It’s no wonder so many small businesses fail
February 2017
There are a wealth of stats available online for the level of small businesses that fail in the first year and subsequent years, and they all represent depressing reading. Although there’s some inconsistency in the stats, it seems to be the case that around 20% don’t survive one year and around 50% don’t make it to five years.
The reasons stated for failure include cash flow problems to lack of customers, but other than a few factors outside of a business owner’s control that have happened historically – e.g. a big hike in interest rates or an economic downturn – generally speaking they could all have been predicted. So why weren’t they? Piss-poor planning or no planning at all.
I was prompted to choose this subject for my monthly rant by an experience I had earlier in the month . . .
A friend and business associate who builds websites, invited me along to a meeting with a new client he had to see if I could help the client with his marketing. My friend had become increasingly alarmed by the almost complete lack of direction he was being given for the content for the client’s new website, so thought I might be able to fill this void and indeed an apparently larger one.
The business in question is a new start-up, whose basic offer is to quarry, finish and supply stone products – e.g. for walling and paving.

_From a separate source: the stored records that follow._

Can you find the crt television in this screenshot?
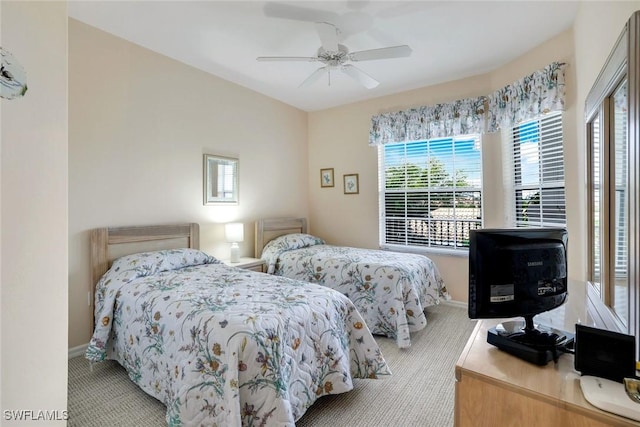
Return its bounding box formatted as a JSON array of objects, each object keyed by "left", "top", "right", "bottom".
[{"left": 469, "top": 227, "right": 573, "bottom": 365}]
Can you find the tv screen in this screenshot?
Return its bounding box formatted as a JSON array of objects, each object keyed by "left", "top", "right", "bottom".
[{"left": 469, "top": 227, "right": 567, "bottom": 320}]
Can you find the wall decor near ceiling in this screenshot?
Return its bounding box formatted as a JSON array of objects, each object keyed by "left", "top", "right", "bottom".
[
  {"left": 344, "top": 173, "right": 359, "bottom": 194},
  {"left": 203, "top": 154, "right": 239, "bottom": 205},
  {"left": 320, "top": 168, "right": 335, "bottom": 187},
  {"left": 0, "top": 47, "right": 27, "bottom": 99}
]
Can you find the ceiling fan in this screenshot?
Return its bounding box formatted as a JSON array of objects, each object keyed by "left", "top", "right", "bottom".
[{"left": 256, "top": 22, "right": 411, "bottom": 89}]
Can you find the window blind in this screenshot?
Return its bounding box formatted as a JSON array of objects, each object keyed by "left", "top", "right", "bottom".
[
  {"left": 378, "top": 135, "right": 482, "bottom": 249},
  {"left": 511, "top": 113, "right": 566, "bottom": 227}
]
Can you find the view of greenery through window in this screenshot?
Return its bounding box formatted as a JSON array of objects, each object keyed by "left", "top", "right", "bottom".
[{"left": 380, "top": 135, "right": 482, "bottom": 248}]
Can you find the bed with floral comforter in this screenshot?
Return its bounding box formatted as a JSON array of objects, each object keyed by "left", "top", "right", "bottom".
[
  {"left": 261, "top": 233, "right": 450, "bottom": 347},
  {"left": 86, "top": 249, "right": 390, "bottom": 426}
]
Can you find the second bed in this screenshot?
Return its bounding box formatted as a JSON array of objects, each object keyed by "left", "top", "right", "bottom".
[{"left": 256, "top": 218, "right": 450, "bottom": 347}]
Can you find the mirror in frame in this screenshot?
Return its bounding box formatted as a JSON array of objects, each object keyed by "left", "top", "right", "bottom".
[{"left": 203, "top": 154, "right": 239, "bottom": 205}]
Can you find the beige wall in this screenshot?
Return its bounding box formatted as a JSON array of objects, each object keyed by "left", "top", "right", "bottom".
[
  {"left": 69, "top": 19, "right": 308, "bottom": 347},
  {"left": 69, "top": 1, "right": 640, "bottom": 347},
  {"left": 309, "top": 1, "right": 640, "bottom": 302},
  {"left": 0, "top": 1, "right": 69, "bottom": 426},
  {"left": 309, "top": 30, "right": 576, "bottom": 302}
]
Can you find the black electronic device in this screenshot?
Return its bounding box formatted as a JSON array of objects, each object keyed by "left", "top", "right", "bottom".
[
  {"left": 469, "top": 227, "right": 574, "bottom": 365},
  {"left": 574, "top": 324, "right": 636, "bottom": 383}
]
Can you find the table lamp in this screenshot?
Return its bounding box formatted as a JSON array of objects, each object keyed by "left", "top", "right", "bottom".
[{"left": 224, "top": 222, "right": 244, "bottom": 262}]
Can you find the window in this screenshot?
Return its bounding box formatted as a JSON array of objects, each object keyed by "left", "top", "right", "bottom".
[
  {"left": 378, "top": 135, "right": 482, "bottom": 249},
  {"left": 587, "top": 76, "right": 629, "bottom": 329},
  {"left": 510, "top": 113, "right": 566, "bottom": 227}
]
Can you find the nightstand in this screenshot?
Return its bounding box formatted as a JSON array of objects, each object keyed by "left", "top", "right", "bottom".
[{"left": 222, "top": 257, "right": 267, "bottom": 273}]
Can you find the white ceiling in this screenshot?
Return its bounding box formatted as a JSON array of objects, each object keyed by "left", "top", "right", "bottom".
[{"left": 69, "top": 0, "right": 578, "bottom": 111}]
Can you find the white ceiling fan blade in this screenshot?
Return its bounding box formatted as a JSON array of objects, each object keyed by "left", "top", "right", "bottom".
[
  {"left": 256, "top": 56, "right": 318, "bottom": 62},
  {"left": 262, "top": 2, "right": 340, "bottom": 22},
  {"left": 349, "top": 44, "right": 412, "bottom": 61},
  {"left": 341, "top": 64, "right": 380, "bottom": 89},
  {"left": 298, "top": 67, "right": 329, "bottom": 87},
  {"left": 316, "top": 22, "right": 338, "bottom": 52}
]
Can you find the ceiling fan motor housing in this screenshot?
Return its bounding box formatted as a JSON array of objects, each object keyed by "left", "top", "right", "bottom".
[{"left": 317, "top": 44, "right": 349, "bottom": 67}]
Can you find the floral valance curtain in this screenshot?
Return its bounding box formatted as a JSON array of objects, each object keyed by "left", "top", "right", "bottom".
[
  {"left": 369, "top": 96, "right": 486, "bottom": 145},
  {"left": 369, "top": 62, "right": 565, "bottom": 145},
  {"left": 487, "top": 62, "right": 566, "bottom": 132}
]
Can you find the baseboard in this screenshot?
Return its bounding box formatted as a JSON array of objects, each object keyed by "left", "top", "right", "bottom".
[{"left": 69, "top": 343, "right": 89, "bottom": 359}]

Warning signs emerged even ahead of the meeting, with confusion on when and where it would actually be, to being kept waiting for 40 minutes or so before discussions got going.
Anyway, once seated in the temporary portakabin office – the new offices and stone processing facility were under construction nearby (a big financial investment) – we were soon into discussion with the MD, with a number of things quickly becoming clear to me: Here was a really decent and hardworking guy, who obviously knew what he was doing when it came to getting stone out the ground and making it ready for sale. However, any sort of long-term plan to get that stone to market with differentiated brand positioning and a clear understanding of how that market was segmented? Apparently not.
Highly unusually for me, having put in a proposal to create a proper marketing plan, I didn’t get the work. Reason given – and I quote: “After conversing with the board, I’m afraid at this instance we are unable to commit as we still have a lot of legwork to do setting up. Once we are fully operational and if we then require any marketing assistance I’ll be in touch.” So in other words: ‘We’re going to invest hundreds of thousands of pounds in our business without any sort of plan in place first, and we don’t have to worry about marketing just now because it’s all about advertising at a later stage’. Frightening and depressing.
Given the level of investment in his new facility, I was left wondering how those putting in the money – which I understand was private investment rather than a bank loan – would not have wanted to see a solid plan which demonstrated a strong ROI. But therein lies the problem, because entrepreneurs are often so full of confidence and self-belief, that they simply don’t see the need for a proper business plan – a key element of which covers areas such as brand positioning and market segmentation etc.
I genuinely hope this business not only survives but prospers, but suspect it won’t and instead will be part of the 50% statistic which don’t make it past five years – or perhaps even one.